Background: An ongoing controversy exists on the role of folic acid supplementation in colorectal cancer risk among epidemiological studies.
Objective: To assess the association between maternal folic acid supplementation and colorectal cancer risk.
Methods: A paired matched case control study of 405 subjects was performed, including women residing in 135 villages of East Azerbaijan, Iran. Per area, subjects were followed regularly in local healthcare centers, where health- and social-related information have been collected prospectively in face to face interviews by well-trained health workers. We extracted folic acid supplement intake, baseline characteristics, and confounders from healthcare records. The data for study participants were linked to national cancer registry repositories, from which we retrieved the data of 135 women diagnosed with colorectal cancer between 2005 to 2015. Two hundred seventy controls were individually matched with cases in terms of residing village, age, and gender. We applied multivariate conditional logistic regression to estimate odds ratios (ORs) and 95% confidence intervals (CIs).

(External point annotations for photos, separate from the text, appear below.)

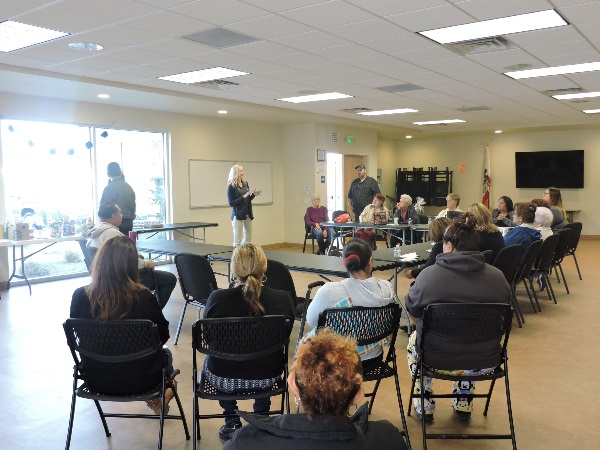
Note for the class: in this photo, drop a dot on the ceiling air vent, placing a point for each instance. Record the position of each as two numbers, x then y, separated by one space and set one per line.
218 84
356 110
476 46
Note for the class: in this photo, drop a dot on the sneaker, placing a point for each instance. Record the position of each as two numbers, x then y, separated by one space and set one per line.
428 417
462 415
226 431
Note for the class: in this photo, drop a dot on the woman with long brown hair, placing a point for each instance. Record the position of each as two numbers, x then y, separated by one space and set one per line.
247 298
115 293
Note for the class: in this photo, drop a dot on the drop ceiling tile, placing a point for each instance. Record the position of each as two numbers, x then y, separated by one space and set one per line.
222 12
400 43
576 58
367 30
420 56
311 41
299 59
177 48
168 23
582 13
545 37
486 10
219 58
107 10
559 49
262 50
388 8
282 5
269 27
13 10
256 67
60 20
428 19
100 63
137 55
499 60
345 52
328 14
120 35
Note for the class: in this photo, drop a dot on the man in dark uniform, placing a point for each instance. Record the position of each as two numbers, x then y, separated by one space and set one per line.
362 190
119 192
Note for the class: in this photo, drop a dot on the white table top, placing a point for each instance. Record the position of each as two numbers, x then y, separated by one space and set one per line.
43 240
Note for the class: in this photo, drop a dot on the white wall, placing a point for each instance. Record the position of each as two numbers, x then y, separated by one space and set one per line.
452 151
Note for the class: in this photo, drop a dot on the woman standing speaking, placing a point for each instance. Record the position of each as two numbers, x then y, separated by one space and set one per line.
240 196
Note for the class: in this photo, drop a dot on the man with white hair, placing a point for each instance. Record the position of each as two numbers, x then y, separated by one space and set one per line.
543 220
405 213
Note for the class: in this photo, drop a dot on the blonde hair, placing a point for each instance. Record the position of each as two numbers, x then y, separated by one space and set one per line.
484 218
437 228
248 265
455 197
234 175
406 199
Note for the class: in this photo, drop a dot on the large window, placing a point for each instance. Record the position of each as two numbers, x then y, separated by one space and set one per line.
54 173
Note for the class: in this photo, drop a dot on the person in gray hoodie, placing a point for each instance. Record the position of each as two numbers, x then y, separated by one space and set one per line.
110 216
360 289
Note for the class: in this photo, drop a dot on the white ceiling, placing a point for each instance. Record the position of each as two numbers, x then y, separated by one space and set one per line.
348 46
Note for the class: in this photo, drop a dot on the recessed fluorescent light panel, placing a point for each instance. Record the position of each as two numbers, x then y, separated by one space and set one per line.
388 111
574 96
200 76
439 122
315 97
496 27
15 35
558 70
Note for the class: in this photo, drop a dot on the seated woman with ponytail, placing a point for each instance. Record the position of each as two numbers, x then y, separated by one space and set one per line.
360 289
247 298
525 231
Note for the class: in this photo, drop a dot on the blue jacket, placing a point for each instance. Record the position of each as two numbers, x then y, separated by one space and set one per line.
240 209
522 235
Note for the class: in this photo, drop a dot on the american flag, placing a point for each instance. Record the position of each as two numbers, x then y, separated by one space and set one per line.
487 179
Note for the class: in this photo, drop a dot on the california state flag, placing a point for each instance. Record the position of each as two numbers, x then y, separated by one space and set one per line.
487 180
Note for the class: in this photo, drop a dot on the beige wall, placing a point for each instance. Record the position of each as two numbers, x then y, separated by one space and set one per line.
452 151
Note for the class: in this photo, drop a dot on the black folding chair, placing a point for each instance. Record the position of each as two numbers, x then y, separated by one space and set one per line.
197 281
465 327
242 339
119 347
525 265
368 326
488 254
575 227
507 261
542 265
564 237
280 278
308 234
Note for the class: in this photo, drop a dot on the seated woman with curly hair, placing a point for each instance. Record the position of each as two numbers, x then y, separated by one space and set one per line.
525 232
326 381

Findings: There was no significant association between folic acid supplementation and colorectal cancer risk in those with history of folic acid intake compared to those with no history of intake (OR 0.95; 95% CI 0.59 to 1.53), in those with less than five years of folic acid (0.79; 0.45 to 1.39) or in those with ≥5 years intake (1.09; 0.52 to 2.26). This risk did not change after adjustment for covariates or further stratification.
Conclusions: Maternal folic acid supplementation did not affect colorectal cancer risk in a population where supplemental folic acid is prescribed with regular intervals for women of child-bearing age.